We want to build a RISC-V instruction set simulator (ISS) from first principles.
We want to support all these modes both as top and as a library.
- ISS executes a binary directly
- As a library: still master, but can be controlled by custom top
- Can dump traces into buffer for top to analyze
- Can checkpoint / restore / rewind
- Can emulate time from external source (e.g. sampled RTL simulation, uArch perf model)
- ISS executes a binary and emulates all arch state, but not as strict master. It receives arch events from RTL simulation and determines whether the next instruction group to commit in RTL sim is legal and matches the expected commit from the ISS.

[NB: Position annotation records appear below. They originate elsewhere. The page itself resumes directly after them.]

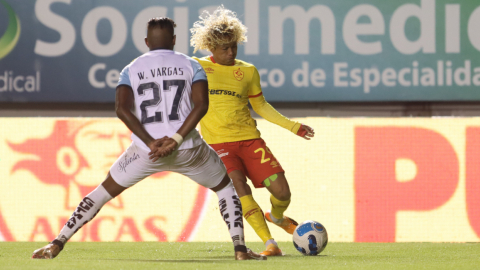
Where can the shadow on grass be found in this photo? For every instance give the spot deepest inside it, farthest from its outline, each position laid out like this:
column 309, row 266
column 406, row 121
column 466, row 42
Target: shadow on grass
column 214, row 259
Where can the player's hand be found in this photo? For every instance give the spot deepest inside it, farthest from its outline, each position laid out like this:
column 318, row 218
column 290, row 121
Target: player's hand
column 306, row 132
column 163, row 149
column 155, row 146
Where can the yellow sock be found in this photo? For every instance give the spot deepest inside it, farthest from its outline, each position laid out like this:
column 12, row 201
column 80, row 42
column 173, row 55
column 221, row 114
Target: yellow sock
column 278, row 207
column 254, row 215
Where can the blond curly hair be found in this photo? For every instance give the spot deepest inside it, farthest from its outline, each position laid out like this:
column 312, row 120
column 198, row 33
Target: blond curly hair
column 213, row 30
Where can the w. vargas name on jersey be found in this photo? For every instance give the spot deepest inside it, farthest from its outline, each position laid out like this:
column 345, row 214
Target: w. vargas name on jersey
column 163, row 71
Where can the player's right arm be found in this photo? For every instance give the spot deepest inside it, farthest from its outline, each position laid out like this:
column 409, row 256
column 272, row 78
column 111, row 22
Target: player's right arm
column 124, row 102
column 200, row 103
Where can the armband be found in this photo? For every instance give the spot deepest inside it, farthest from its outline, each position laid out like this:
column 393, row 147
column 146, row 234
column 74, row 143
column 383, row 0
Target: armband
column 178, row 138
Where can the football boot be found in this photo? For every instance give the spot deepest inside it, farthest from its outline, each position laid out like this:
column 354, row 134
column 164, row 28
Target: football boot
column 272, row 250
column 249, row 255
column 49, row 251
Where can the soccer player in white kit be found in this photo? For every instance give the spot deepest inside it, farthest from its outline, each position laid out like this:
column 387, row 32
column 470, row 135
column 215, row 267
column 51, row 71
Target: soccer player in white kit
column 169, row 94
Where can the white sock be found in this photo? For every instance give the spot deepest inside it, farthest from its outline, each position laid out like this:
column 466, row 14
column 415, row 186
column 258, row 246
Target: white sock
column 270, row 241
column 231, row 211
column 275, row 220
column 86, row 211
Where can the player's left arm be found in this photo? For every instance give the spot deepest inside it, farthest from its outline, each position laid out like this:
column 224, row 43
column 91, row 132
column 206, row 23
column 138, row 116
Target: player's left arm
column 265, row 110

- There is a big range of what RTL is verified in ganged simulation based on which SoC components are simulated in the ISS exactly vs simply 'believed' from RTL simulation.
- For instance, a DMA engine can be modeled exactly in the ISS, or the transactions to/from the DMA engine in RTL can be simply replayed in the ISS (eliding verification of the DMA engine's behavior itself).
- ISS acts as a trace ingester from RTL sim / trace of another execution
- All SoC components and arch state are still modeled. The trace can contain partial information about the SoC (e.g. only the core / DRAM state can be reconstructed).
- In this mode, the ISS is used as a library and the top-level peeks the reconstructed arch state as needed (e.g. for trace-driven profiling / flamegraph construction)
- We can use this mode to do replay single-stepping of the SoC, a single instruction at a time
- The modeled arch state is a mix of concrete and symbolic state
- This works similar to the slave mode, except the state update rules are computed symbolically
- This is useful for information flow tracking and memory trace reconstruction, among other things
There are a bunch of other use-cases and features we wish to support that are quite iffy in the current spike + Chipyard world.
- Exact SoC modeling: all undefined / vague behaviors pinned down. All SoC components and their arch state are modeled.
- An identical setup in the ISS that matches the SoC exactly
- RTL that's generated should be driving the parameterization of the functional sim (not the other way around)
- First-class support for passing a dts and bootrom into the functional sim from the RTL generator
- Checkpoint / restore: deser of arch state + testbench component / IO model state. No loss of information.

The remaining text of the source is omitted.